Extremely poor performance with Tableau + Spark + Cassandra - performance
Currently I am in the process of investigating the possibility of using Cassandra in combination with Spark and Tableau for data analysis. However, the performance that I am currently experiencing with this setup is so poor that I cannot imagine using it for production purposes. As I am reading about how great the performance of the combination of Cassandra + Spark must be, I am obviously doing something wrong, yet I cannot find out what.
My test data:
All data is stored on a single node
Queries are performed on a single table with 50MB (interval data)
Columns used in selection criteria have an index on it
My test setup:
MacBook 2015, 1.1 GHz, 8GB memory, SSD, OS X El Capitan
Virtual Box, 4GB memory, Ubuntu 14.04
Single node wit Datastax Enterprise 4.8.4:
Apache Cassandra 2.1.12.1046
Apache Spark 1.4.2.2
Spark Connector 1.4.1
Apache Thrift 0.9.3
Hive Connector 0.2.11
Tableau (Connected through ODBC)
Findings:
When a change in Tableau requires loading data from the database, it takes anywhere between 40s and 1.4 mins. to retrieve the data (which is basically unworkable)

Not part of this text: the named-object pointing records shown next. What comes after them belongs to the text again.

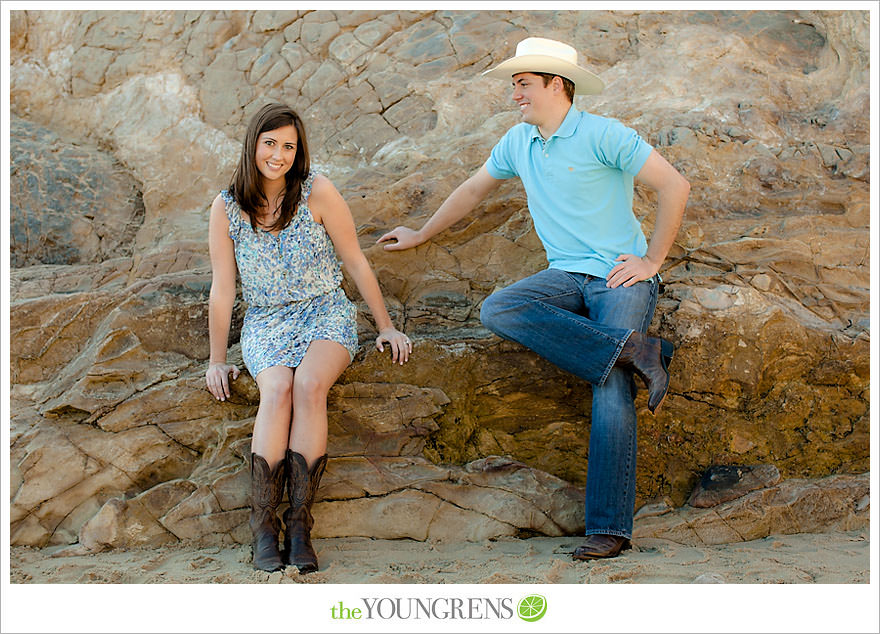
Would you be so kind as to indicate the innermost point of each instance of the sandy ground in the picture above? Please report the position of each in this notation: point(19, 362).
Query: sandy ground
point(837, 558)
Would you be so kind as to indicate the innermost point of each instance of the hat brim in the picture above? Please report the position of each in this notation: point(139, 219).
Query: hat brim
point(585, 82)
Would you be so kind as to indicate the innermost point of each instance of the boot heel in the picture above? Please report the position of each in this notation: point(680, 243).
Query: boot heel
point(666, 350)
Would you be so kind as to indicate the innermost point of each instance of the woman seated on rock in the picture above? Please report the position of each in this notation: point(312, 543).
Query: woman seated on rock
point(286, 228)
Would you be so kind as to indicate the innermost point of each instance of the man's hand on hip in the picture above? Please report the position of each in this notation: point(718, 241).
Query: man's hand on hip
point(631, 269)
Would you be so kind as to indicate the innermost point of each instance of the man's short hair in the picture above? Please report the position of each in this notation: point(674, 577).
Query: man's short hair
point(567, 84)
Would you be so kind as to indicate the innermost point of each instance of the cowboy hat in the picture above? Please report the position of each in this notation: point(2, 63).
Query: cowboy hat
point(540, 55)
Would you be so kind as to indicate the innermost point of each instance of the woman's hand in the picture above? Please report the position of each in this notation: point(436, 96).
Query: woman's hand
point(217, 378)
point(400, 345)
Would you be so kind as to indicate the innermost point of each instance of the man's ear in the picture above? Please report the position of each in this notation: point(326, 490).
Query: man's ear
point(558, 86)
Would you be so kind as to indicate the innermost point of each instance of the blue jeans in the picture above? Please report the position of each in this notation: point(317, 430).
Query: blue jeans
point(574, 321)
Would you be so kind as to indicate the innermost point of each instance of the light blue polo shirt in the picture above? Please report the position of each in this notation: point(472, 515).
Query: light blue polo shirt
point(579, 185)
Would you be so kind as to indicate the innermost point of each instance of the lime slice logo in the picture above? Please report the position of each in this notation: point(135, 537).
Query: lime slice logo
point(532, 607)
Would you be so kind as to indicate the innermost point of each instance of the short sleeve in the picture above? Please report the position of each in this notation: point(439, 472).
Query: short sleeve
point(622, 148)
point(500, 164)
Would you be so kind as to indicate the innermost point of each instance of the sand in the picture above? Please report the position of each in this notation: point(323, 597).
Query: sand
point(836, 558)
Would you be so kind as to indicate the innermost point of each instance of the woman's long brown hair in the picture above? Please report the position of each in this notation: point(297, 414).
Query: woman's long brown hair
point(246, 186)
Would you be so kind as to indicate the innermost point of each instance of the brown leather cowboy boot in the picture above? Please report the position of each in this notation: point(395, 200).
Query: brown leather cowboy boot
point(267, 489)
point(301, 488)
point(648, 357)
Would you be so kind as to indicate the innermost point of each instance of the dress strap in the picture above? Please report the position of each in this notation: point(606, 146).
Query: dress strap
point(232, 213)
point(307, 187)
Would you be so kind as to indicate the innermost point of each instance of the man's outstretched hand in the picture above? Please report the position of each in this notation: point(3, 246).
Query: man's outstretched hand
point(406, 239)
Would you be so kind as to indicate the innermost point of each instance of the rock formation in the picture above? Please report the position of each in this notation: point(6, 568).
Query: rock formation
point(125, 124)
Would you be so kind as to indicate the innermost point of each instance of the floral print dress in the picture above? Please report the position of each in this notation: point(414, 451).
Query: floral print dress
point(291, 284)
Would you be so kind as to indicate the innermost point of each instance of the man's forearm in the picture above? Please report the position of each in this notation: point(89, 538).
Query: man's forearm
point(458, 205)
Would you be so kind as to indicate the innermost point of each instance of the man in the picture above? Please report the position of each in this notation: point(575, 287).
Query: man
point(588, 312)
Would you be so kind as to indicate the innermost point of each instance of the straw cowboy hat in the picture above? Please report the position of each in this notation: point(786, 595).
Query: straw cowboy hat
point(540, 55)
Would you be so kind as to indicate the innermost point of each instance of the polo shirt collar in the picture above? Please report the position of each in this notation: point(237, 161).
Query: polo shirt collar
point(566, 128)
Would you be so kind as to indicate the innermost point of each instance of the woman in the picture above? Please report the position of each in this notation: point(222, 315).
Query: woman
point(285, 228)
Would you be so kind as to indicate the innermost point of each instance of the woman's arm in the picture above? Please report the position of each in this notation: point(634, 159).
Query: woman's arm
point(221, 300)
point(330, 209)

When I use Tableau in combination with Oracle instead of Cassandra + Spark, but on the same virtual box, I get the results almost instantaneously
Here is the table definition used for the queries:
CREATE TABLE key.activity (
interval timestamp,
id bigint,
activity_name text,
begin_ts timestamp,
busy_ms bigint,
container_code text,
duration_ms bigint,
end_location_code text,
end_ts timestamp,
pallet_code text,
src_location_code text,
start_location_code text,
success boolean,
tgt_location_code text,
transporter_name text,
PRIMARY KEY (interval, id)
) WITH CLUSTERING ORDER BY (id ASC)
AND bloom_filter_fp_chance = 0.01
AND caching = '{"keys":"ALL", "rows_per_partition":"ALL"}'
AND comment = ''
AND compaction = {'class': 'org.apache.cassandra.db.compaction.SizeTieredCompactionStrategy'}
AND compression = {'sstable_compression': 'org.apache.cassandra.io.compress.LZ4Compressor'}
AND dclocal_read_repair_chance = 0.1
AND default_time_to_live = 0
AND gc_grace_seconds = 864000
AND max_index_interval = 2048
AND memtable_flush_period_in_ms = 0
AND min_index_interval = 128
AND read_repair_chance = 0.0
AND speculative_retry = '99.0PERCENTILE';
CREATE INDEX activity_activity_name_idx ON key.activity (activity_name);
CREATE INDEX activity_success_idx ON key.activity (success);
CREATE INDEX activity_transporter_name_idx ON key.activity (transporter_name);
Here is an example of a query produced by Tableau:
INFO 2016-02-10 20:22:21 org.apache.spark.sql.hive.thriftserver.SparkExecuteStatementOperation: Running query 'SELECT CASE WHEN 4 >= 0 THEN SUBSTRING(`activity`.`transporter_name`,1,CAST(4 AS INT)) ELSE NULL END AS `calculation_185421691185008640`,
AVG(CAST(`activity`.`busy_ms` AS DOUBLE)) AS `avg_busy_ms_ok`,
CAST((MONTH(`activity`.`interval`) - 1) / 3 + 1 AS BIGINT) AS `qr_interval_ok`,
`activity`.`transporter_name` AS `transporter_name`,
YEAR(`activity`.`interval`) AS `yr_interval_ok`
FROM `key`.`activity` `activity`
GROUP BY CASE WHEN 4 >= 0 THEN SUBSTRING(`activity`.`transporter_name`,1,CAST(4 AS INT)) ELSE NULL END,
CAST((MONTH(`activity`.`interval`) - 1) / 3 + 1 AS BIGINT),
`activity`.`transporter_name`,
YEAR(`activity`.`interval`)'
Here is an example on statistics of a 52s query:
Spark statistics on query taken 52 secs. to complete
I've tried playing around with the partition keys as mentioned in other posts, but did not see a significant difference. I've also tried to enable row caching (Cassandra config + table property), but this also did not have any effect (although perhaps I have overlooked something there).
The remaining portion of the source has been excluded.